According to the BBC, the Government’s advice on dealing with the heat wave is that:
People should be drinking plenty of water, wear loose-fitting clothes and avoid the midday sun
Which is fine but if we really wanted to tackle what appears already to be a rising death toll, we should be focussing not on individual behaviour but social networks. For what kills vulnerable people in hot weather is probably not tight clothes or a lack of water, but social isolation.
My evidence comes from a classic piece of ethnographic research on the Chicago heat wave of 1995.
In that heat wave – which was much more extreme that even our current one – there were 739 extra deaths in Chicago alone directly attributable to the weather. The main explanations at the time were either that this was simply a random consequence of freak conditions or that the deaths could be wholly correlated with poverty and age.

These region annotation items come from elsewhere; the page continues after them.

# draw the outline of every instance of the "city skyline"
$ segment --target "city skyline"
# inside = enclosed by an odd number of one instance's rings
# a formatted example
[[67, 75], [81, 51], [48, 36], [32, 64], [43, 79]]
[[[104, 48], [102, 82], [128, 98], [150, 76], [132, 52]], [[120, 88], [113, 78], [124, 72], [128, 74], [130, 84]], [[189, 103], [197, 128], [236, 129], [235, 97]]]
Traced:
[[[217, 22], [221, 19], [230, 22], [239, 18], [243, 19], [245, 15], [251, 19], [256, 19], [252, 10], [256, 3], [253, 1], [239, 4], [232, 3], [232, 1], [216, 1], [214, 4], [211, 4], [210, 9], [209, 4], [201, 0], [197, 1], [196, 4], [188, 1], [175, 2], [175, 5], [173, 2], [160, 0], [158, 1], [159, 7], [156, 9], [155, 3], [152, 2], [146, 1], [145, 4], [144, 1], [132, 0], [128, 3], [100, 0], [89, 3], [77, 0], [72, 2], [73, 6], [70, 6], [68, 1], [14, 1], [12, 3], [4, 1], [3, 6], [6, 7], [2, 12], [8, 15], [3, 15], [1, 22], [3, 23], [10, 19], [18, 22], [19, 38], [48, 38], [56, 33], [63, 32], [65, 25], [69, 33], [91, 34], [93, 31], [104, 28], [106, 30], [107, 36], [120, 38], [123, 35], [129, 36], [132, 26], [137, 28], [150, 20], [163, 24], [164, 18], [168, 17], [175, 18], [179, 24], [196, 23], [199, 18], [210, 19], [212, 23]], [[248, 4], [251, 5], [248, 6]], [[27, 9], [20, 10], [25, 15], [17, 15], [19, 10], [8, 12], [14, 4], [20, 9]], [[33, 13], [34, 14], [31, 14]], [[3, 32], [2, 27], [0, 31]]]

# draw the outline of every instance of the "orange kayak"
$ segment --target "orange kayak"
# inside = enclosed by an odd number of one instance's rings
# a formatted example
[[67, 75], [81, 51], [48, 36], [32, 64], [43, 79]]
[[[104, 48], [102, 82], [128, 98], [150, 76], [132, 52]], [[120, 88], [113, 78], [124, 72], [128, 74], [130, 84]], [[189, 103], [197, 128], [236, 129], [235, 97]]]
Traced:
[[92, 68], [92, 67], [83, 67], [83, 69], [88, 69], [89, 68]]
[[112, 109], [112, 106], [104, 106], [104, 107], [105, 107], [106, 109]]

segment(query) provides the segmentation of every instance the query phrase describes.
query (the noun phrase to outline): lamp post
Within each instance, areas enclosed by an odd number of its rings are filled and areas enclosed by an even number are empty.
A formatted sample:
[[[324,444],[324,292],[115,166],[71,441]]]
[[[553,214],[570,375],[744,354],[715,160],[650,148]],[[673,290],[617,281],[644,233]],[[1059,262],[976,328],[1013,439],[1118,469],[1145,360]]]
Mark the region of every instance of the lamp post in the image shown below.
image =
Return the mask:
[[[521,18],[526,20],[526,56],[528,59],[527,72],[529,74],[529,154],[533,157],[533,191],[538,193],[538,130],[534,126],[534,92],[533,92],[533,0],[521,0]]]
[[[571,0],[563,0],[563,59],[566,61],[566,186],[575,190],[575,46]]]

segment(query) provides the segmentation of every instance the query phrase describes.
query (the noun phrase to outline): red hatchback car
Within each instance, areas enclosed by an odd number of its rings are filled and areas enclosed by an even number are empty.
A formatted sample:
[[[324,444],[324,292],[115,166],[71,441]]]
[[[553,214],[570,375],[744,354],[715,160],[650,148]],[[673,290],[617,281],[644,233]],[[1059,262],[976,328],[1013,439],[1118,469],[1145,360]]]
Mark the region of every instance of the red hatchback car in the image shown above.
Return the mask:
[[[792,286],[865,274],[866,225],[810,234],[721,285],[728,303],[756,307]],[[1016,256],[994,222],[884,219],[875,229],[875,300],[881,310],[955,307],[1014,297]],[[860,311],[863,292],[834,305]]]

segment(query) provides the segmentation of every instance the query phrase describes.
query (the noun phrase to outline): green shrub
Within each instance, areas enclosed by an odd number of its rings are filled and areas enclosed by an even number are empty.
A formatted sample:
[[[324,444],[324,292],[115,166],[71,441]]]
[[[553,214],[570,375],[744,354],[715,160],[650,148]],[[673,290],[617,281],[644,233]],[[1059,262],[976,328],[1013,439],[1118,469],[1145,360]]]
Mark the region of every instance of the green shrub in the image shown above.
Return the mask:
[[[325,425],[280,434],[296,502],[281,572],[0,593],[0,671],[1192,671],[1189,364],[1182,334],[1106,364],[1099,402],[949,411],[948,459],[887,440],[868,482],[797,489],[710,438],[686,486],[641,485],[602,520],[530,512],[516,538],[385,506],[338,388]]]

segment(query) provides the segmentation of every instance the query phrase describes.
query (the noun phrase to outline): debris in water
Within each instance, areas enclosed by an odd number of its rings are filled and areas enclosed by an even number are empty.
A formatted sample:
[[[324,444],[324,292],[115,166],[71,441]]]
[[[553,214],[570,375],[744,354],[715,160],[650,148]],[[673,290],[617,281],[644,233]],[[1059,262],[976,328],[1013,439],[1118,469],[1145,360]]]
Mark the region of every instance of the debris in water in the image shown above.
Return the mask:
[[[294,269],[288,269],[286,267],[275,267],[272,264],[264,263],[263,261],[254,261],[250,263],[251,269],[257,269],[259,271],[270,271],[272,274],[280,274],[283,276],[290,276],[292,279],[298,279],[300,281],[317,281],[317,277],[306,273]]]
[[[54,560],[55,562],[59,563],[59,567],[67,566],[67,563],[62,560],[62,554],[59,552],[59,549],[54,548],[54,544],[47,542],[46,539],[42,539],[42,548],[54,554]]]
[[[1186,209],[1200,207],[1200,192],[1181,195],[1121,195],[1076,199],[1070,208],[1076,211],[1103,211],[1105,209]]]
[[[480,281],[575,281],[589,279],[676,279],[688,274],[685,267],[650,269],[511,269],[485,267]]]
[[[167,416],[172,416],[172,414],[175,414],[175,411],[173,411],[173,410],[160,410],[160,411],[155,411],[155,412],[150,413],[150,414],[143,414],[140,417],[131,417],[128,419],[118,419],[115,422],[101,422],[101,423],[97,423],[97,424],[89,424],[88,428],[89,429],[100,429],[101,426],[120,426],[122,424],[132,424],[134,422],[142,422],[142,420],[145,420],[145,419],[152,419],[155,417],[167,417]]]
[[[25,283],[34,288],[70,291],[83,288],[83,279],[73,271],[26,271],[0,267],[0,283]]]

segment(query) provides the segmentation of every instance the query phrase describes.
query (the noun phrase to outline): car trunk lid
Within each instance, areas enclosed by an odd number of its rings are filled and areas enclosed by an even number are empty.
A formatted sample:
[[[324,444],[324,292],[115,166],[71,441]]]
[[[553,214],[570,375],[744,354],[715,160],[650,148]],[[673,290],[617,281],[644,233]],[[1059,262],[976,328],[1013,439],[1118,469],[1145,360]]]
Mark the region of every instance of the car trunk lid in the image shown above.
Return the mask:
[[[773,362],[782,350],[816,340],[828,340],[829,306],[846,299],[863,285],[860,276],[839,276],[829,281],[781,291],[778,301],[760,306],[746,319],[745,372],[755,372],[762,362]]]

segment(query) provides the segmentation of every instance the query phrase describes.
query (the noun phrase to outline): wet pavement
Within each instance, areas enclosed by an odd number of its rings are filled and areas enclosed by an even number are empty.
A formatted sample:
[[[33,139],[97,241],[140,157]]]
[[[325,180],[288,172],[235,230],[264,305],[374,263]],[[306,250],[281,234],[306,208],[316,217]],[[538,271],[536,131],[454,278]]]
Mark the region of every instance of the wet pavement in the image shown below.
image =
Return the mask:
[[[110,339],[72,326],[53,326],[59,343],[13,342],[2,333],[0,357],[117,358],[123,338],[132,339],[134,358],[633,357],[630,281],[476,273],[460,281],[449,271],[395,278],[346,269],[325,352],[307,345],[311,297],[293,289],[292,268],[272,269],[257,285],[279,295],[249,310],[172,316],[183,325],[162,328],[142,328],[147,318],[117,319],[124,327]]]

The sociologist Eric Klinenberg was unwilling to accept either account. He painstakingly investigated the deaths and found one factor stood out above all others – social isolation.
Death rates in certain communities – those with high crime rates, and low levels of social activity for example – were substantially higher than in other communities which had the same age and income profiles but with stronger social networks.
As Klinenberg writes
Residents of the most impoverished, abandoned, and dangerous places in Chicago died alone because they lived in social environments that discouraged departure from the safe houses where they had burrowed, and created obstacles to social protection that are absent from more tranquil and prosperous areas.
(Quoted in this review by Kieran Healy)
Typically of the Chicago sociological approach, Klinenberg takes seriously what are called neighbourhood effects, the deeply embedded characteristics of place which impact individual behaviours and outcomes.
To reduce deaths and serious illness, local authorities ought urgently to be considering which of their neighbourhoods have the highest levels of social isolation and lowest levels of casual sociability and seeking urgently to mobilise citizens to knock on doors and make contact with those who may be most isolated and thus vulnerable.